„Prostitution ist ein Thema, das unsere Gesellschaft überhaupt nicht so wahrnimmt, wie es ist.”
Wenn Prostitution und Hoffnung sich treffen

Um die Relevanz des Films und seinen Hintergrund besser zu verstehen, trafen wir Alina Weißer. Sie ist Sozialarbeiterin im HoffnungsHaus und empfing uns in einem gemütlichen Gemeinde-Café. Was ihren Arbeitsalltag ausmacht und welchen Herausforderungen sie begegnet, berichtet sie im Interview.
Was ist das HoffnungsHaus und warum befindet es sich im Leonhardsviertel in Stuttgart?
Das HoffnungsHaus ist ein Café und Rückzugsort für Frauen, die in der Prostitution im Stuttgarter Leonhardsviertel arbeiten oder dort gearbeitet haben. Wir sind dort, wo die Frauen sind. Viele erleben einen sehr unmenschlichen Umgang. Motiviert durch unser Gottesverständnis möchten wir ihnen anders begegnen – wertschätzend und offen, so wie es Gott auch tun würde.
Ergänzt wird dieses emotionale Angebot aber auch durch praktische Unterstützungen. Wie sehen eure Hilfsangebote aus?
Wir richten den Frauen Essen und Getränke an, alles kostenlos. Alles schön hergerichtet um zu zeigen, dass sie unsere Zeit und Zuwendung wert sind. Zudem gibt es verschiedene kreative Angebote. Sie können hier zur Ruhe kommen, Zeit mit sich selbst verbringen – präsent sein. Das Café dient für manche als Schutzort, andere nutzen es als ihr „erweitertes Wohnzimmer“.
Was genau versteht ihr unter dem Begriff „erweitertes Wohnzimmer”?

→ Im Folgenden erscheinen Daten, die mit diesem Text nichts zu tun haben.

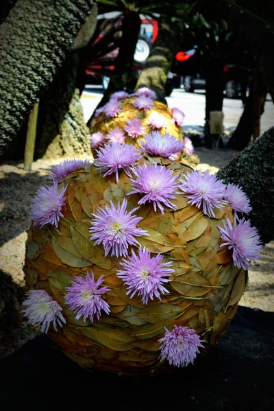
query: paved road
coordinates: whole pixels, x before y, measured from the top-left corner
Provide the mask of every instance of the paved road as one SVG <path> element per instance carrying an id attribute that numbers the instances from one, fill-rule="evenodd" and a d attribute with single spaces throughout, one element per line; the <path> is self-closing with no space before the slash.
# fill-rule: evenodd
<path id="1" fill-rule="evenodd" d="M 100 86 L 92 86 L 86 89 L 81 99 L 85 119 L 87 121 L 98 104 L 103 94 Z M 203 91 L 186 93 L 182 89 L 173 90 L 167 102 L 171 108 L 178 107 L 186 114 L 186 126 L 203 126 L 205 116 L 206 97 Z M 224 99 L 224 124 L 226 128 L 235 126 L 242 113 L 242 102 L 240 99 Z M 274 106 L 270 98 L 267 99 L 264 113 L 261 117 L 261 132 L 274 126 Z"/>

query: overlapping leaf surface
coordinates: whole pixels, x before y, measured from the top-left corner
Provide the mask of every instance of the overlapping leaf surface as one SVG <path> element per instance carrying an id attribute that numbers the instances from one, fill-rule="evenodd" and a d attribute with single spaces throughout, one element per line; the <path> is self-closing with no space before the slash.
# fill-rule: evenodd
<path id="1" fill-rule="evenodd" d="M 142 161 L 161 161 L 149 157 Z M 166 163 L 178 175 L 188 171 L 178 163 Z M 166 285 L 169 294 L 144 305 L 140 296 L 126 294 L 117 277 L 121 259 L 105 257 L 89 232 L 92 214 L 99 207 L 110 201 L 116 204 L 125 196 L 129 210 L 138 207 L 138 195 L 127 196 L 132 189 L 129 177 L 121 172 L 117 184 L 114 176 L 103 178 L 92 166 L 90 172 L 68 176 L 66 183 L 64 218 L 58 228 L 33 227 L 28 232 L 28 286 L 46 290 L 62 305 L 66 320 L 58 332 L 51 329 L 51 338 L 84 366 L 129 373 L 161 368 L 158 340 L 165 327 L 195 328 L 214 344 L 234 315 L 247 282 L 246 273 L 232 265 L 230 251 L 220 248 L 220 220 L 205 216 L 179 194 L 175 211 L 155 213 L 151 204 L 135 211 L 142 218 L 138 226 L 149 234 L 138 238 L 140 244 L 152 253 L 163 254 L 175 270 Z M 232 217 L 228 208 L 219 212 L 219 218 L 226 215 Z M 76 320 L 64 301 L 73 278 L 91 270 L 96 279 L 103 275 L 103 284 L 110 290 L 105 296 L 110 315 L 103 314 L 93 323 Z"/>

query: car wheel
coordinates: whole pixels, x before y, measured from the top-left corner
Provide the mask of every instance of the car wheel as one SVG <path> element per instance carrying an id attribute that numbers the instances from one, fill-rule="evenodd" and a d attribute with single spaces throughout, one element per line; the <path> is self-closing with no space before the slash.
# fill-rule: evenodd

Ein sehr niederschwelliges Angebot. Die Frauen müssen nicht über irgendetwas Reden. Sie können anonym kommen – einfach mal durchschauen und wieder gehen. Wir haben Hygieneartikel und Duschen. Manche Frauen schlafen auf den Sofas, lesen dort Zeitung oder scrollen durchs Smartphone. Sie bringen auch mal Briefe von der Krankenkasse oder vom Amt mit und fragen: „Hey, kannst du da noch mal kurz draufschauen?" So wie man sich eben in seinem eigenen Wohnzimmer verhalten würde.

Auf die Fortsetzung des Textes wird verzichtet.